Because W has dimension 2 less than dim V, we would like to apply
our induction hypothesis to T| W . However, W might not be invariant
under T, meaning that T| W might not be an operator on W. We will
compose with the projection P W,U to get an operator on W. Specifically,
define S ∈L(W) by
Sw = P W,U (Tw)
for w ∈ W. By our induction hypothesis, S has an eigenvalue λ.We
will show that this λ is also an eigenvalue for T.
Let w ∈ W be a nonzero eigenvector for S corresponding to the
eigenvalue λ; thus (S − λI)w = 0. We would be done if w were an
eigenvector for T with eigenvalue λ; unfortunately that need not be
true. So we will look for an eigenvector of T in U + span(w).To do
that, consider a typical vector u + aw in U + span(w), where u ∈ U
and a ∈ R. We have
(T − λI)(u + aw) = Tu − λu + a(Tw − λw)
= Tu − λu + a(P U,W (Tw) + P W,U (Tw) − λw)
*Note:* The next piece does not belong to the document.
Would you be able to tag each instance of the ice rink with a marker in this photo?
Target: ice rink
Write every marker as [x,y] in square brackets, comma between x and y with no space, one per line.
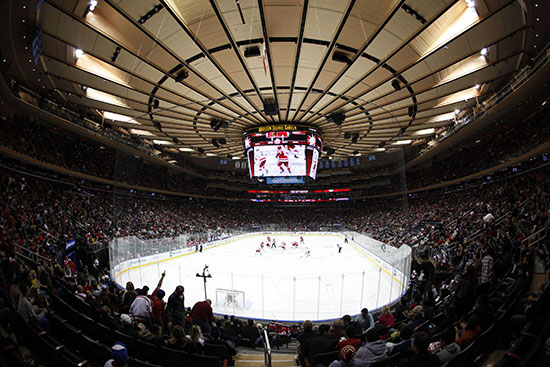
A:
[285,285]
= Tu − λu + a(P U,W (Tw) + Sw − λw)
= Tu − λu + aP U,W (Tw).
Note that on the right side of the last equation, Tu ∈ U (because U
is invariant under T), λu ∈ U (because u ∈ U), and aP U,W (Tw) ∈ U
(from the definition of P U,W ). Thus T − λI maps U + span(w) into U.
Because U + span(w) has a larger dimension than U, this means that
(T − λI)| U+span(w) is not injective (see 3.5). In other words, there exists
a nonzero vector v ∈ U + span(w) ⊂ V such that (T − λI)v = 0. Thus
T has an eigenvalue, as desired.